Jacob Zuma’s ANC won the 2014 South African election with 62% of the vote, 3% down from 2009. Its nearest rival, the Democratic Alliance, won 22%, 6% up. And the newcomers, Julius Malema’s Economic Freedom Fighters, won 6%. For Malema, under the proportional representation system, it means 25 seats in parliament.
But beneath the broad figures, there were many new permutations. The ANC’s vote was savagely eroded in Gauteng, the province which encompasses Johannesburg, the urban heartland of South Africa’s global financial clout. There, the DA surged forward; while it did not win the province as a whole, it shook the ANC in Johannesburg with an amazing cross-section of the vote – black and white, the rich and above all, the poor, meaning the black urban poor.
In Gauteng as a province, the ANC came in at 54%, a 10% drop; the DA took 31%, 10% up. But key Johannesburg wards fell to the DA.
For South Africa’s second biggest party, this had its own implications. Helen Zille, its leader, had a superb record as premier of Western Cape. She was the young journalist who exposed the police murder of Steve Biko; and had afterwards – her career ruined by the vengeful apartheid authorities – been a key figure in the female Black Sash movement.
But the star of the DA in these elections was Mmusi Maimane, a young technocratic candidate to become premier of Gauteng. His handsome features, mounted on posters adorning lamp-post after lamp-post, and his oratorial style that emulated Barack Obama’s, electrified the electorate.
At rallies he would ask: “What does the ANC offer, apart from history?” The next question was unspoken: what does the ANC offer for the future?
Old guard versus young guns
Jacob Zuma, an elderly historical figure, may have squandered the last of the ANC’s legacy. Bereft of new ideas, committed to building beautiful houses for himself and his wives, he would have gained substantially fewer votes than the ANC had there been a separate presidential election.

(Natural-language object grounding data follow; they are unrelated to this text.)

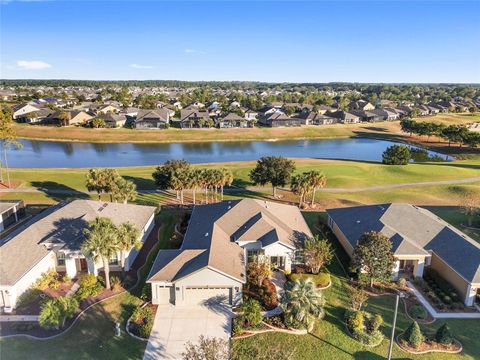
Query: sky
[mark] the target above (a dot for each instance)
(273, 41)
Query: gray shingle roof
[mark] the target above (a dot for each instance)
(413, 231)
(61, 226)
(213, 232)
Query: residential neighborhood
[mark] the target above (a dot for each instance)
(237, 180)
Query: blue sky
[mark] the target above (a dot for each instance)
(315, 41)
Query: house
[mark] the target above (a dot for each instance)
(193, 117)
(11, 212)
(232, 120)
(344, 117)
(114, 120)
(279, 119)
(53, 240)
(152, 119)
(362, 105)
(419, 239)
(221, 238)
(21, 110)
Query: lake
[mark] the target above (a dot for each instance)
(51, 154)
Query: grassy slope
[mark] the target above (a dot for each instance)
(176, 135)
(92, 337)
(329, 340)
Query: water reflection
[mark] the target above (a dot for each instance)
(61, 154)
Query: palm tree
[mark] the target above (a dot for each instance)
(128, 238)
(300, 186)
(101, 243)
(316, 180)
(227, 179)
(124, 190)
(302, 304)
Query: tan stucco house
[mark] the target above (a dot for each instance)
(219, 241)
(419, 238)
(53, 240)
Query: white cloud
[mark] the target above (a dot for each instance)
(193, 51)
(33, 64)
(137, 66)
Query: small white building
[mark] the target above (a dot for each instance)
(53, 240)
(220, 239)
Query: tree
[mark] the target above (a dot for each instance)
(206, 349)
(302, 304)
(124, 190)
(396, 155)
(443, 335)
(174, 175)
(414, 335)
(471, 206)
(258, 269)
(274, 170)
(56, 311)
(101, 241)
(8, 138)
(357, 298)
(316, 180)
(317, 253)
(373, 256)
(128, 238)
(300, 186)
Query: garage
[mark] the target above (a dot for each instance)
(211, 294)
(164, 295)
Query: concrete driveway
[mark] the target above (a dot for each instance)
(176, 325)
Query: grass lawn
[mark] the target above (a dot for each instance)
(92, 337)
(329, 340)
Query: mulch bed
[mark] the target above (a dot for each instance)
(429, 346)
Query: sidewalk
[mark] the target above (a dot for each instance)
(440, 315)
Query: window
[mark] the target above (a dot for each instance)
(251, 254)
(113, 260)
(61, 259)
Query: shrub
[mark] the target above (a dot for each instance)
(375, 323)
(414, 335)
(115, 283)
(251, 313)
(89, 286)
(418, 312)
(355, 320)
(443, 335)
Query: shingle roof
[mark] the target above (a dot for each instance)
(213, 232)
(61, 226)
(413, 231)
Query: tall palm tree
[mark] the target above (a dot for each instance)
(128, 238)
(300, 186)
(101, 242)
(124, 190)
(302, 304)
(227, 179)
(316, 180)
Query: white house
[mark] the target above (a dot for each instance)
(53, 239)
(220, 240)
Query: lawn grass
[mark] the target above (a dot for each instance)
(92, 337)
(329, 340)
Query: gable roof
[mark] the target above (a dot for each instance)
(214, 230)
(413, 231)
(60, 226)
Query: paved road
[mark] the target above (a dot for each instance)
(234, 190)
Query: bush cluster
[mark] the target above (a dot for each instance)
(365, 327)
(90, 285)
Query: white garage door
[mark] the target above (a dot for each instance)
(204, 295)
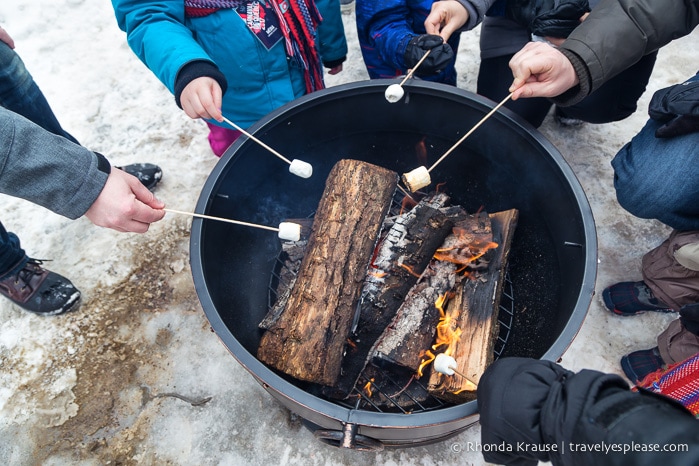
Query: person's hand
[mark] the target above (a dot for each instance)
(335, 69)
(440, 54)
(540, 70)
(201, 98)
(5, 37)
(125, 205)
(446, 17)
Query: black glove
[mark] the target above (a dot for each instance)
(440, 56)
(678, 107)
(554, 18)
(689, 317)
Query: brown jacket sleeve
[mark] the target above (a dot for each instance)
(617, 33)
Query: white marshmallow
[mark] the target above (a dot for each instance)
(444, 364)
(416, 179)
(394, 93)
(301, 168)
(289, 231)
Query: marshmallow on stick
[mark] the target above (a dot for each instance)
(395, 92)
(420, 177)
(296, 167)
(445, 364)
(288, 231)
(416, 179)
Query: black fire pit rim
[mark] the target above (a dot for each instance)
(281, 387)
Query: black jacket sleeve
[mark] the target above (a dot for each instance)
(532, 410)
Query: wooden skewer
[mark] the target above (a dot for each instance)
(237, 222)
(495, 109)
(257, 140)
(412, 71)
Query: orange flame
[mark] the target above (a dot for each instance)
(406, 204)
(446, 335)
(410, 270)
(367, 387)
(421, 151)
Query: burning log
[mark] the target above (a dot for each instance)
(292, 256)
(307, 340)
(472, 317)
(412, 331)
(402, 256)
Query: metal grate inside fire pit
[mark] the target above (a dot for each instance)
(380, 389)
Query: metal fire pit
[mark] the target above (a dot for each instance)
(505, 164)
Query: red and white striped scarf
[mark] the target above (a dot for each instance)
(298, 25)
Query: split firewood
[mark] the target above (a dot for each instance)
(472, 314)
(307, 341)
(291, 257)
(412, 331)
(401, 257)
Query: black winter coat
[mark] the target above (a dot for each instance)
(532, 410)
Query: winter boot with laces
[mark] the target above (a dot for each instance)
(40, 291)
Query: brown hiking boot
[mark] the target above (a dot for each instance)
(40, 291)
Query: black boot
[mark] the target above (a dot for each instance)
(40, 291)
(147, 173)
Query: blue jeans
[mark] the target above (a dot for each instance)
(20, 94)
(659, 178)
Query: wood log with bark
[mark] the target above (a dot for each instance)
(307, 340)
(401, 257)
(473, 310)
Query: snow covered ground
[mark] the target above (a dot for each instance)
(125, 379)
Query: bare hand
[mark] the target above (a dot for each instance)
(445, 17)
(5, 37)
(540, 70)
(201, 98)
(125, 205)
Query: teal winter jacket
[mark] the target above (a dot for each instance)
(258, 80)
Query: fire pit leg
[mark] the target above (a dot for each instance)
(348, 438)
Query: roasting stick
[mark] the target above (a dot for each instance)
(445, 364)
(297, 167)
(395, 92)
(287, 230)
(420, 177)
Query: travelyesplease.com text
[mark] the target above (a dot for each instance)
(565, 447)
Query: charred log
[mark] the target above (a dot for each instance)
(402, 256)
(474, 311)
(307, 341)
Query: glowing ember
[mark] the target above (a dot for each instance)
(377, 273)
(465, 251)
(410, 270)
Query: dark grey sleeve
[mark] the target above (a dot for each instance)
(476, 12)
(47, 169)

But in South Africa, parliament elects the president, and the largest party will once again be the ANC. Still, Zuma may well ask if he has a full term available to him.
Both Julius Malema and Mmusi Maimane will be in parliament, and will between them represent a new generation. If the analogy for Maimane is Obama, Malema has obviously built his image on a very self-conscious channelling of Hugo Chavez.
Meanwhile, the DA has broken out of the Western Cape, its coloured- and white-dominated stronghold. It now has a presence in Gauteng, and it now has a black champion with black followers, able to reach out to the born-frees, who look to the future and not to history.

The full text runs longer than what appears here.